FICA taxes are withheld as long as you are working. However, .... you must take benefits at age 70 even if you continue to work.

I probly shouldn't ask (and may regret it) but is there any logic or rationale to this?
 
Very few people don't "make it to draw benefits" - many will live beyond 70 and many others will take benefits at age 62 thru 70. **

** From SSA in 2010, less than 4% of the population aged 62–84 will never receive Soc Sec benefits. Late-arriving immigrants and infrequent workers composed around 90 percent of the never-beneficiaries. Only 5.7% of the 4% or 0.22% never receive Soc Sec benefits because they died without taking benefits.

At 19-20 years old, there are about 99% that have survived.
At 62 there are about 84% that have survived. 15% of workers don't
make it to collect their SS.
My personal observation is that this 15% number should be higher.

http://www.cdc.gov/nchs/data/dvs/LEWK3_2009.pdf
 
IMHO, those of us who have retired before 65 are rare. Those who retired before 60 are very, very rare. Despite the negative expectations, I still think there are many who will retire early and some who will retire very, very early.
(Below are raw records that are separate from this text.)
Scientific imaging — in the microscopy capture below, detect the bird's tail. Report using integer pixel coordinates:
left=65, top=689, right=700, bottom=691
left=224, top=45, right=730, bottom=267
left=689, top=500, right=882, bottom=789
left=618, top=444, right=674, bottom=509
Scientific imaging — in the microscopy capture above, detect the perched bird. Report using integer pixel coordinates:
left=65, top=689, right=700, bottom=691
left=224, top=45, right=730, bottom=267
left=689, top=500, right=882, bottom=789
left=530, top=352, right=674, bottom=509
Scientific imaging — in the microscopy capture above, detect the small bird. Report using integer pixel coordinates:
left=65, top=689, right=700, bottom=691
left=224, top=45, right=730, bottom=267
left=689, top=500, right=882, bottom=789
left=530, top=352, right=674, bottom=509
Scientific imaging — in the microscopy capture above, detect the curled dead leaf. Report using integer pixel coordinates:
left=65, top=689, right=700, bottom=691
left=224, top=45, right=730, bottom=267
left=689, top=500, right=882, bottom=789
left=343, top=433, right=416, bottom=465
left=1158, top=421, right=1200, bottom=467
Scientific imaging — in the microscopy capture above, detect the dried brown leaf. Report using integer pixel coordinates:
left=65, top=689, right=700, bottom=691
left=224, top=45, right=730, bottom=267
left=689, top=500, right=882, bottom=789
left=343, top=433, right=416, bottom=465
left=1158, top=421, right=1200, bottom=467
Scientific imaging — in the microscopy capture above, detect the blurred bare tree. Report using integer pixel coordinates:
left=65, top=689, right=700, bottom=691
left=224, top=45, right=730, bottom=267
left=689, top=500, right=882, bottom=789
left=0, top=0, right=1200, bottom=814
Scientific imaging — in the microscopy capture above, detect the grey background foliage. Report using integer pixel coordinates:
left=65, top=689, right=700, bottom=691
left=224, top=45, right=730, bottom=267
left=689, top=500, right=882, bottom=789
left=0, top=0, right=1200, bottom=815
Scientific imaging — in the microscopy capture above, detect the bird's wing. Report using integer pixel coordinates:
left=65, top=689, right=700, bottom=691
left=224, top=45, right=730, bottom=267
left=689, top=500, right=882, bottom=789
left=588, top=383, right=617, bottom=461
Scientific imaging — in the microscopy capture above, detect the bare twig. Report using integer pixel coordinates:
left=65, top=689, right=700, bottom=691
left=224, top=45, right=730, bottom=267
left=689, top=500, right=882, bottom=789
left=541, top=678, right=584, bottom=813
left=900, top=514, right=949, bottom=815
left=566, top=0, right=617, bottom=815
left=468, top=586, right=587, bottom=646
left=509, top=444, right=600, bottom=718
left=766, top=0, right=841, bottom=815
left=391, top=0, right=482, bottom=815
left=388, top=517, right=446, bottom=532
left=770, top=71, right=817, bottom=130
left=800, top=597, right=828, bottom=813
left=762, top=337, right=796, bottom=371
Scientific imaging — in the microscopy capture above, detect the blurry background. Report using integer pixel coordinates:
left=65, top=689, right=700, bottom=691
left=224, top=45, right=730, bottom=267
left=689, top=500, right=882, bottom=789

Good luck to all!

I recently passed my 58th birthday, but I can always feel young by hanging out with the retirees at the gym since none of them retired in their 50's, and we often get invited to come along along to one or event or another, and love responding that we are too young, as the events in question are mostly for the over sixties.

I probly shouldn't ask (and may regret it) but is there any logic or rationale to this?

Probably not :D

70 is the age at which SS benefits have to be taken in the same way that 70.5 is the age that IRA withdrawals have to start. However, while there are penalties for not doing RMD's I would be surprised that SSA would come after you aggressively if you didn't claim SS at age 70.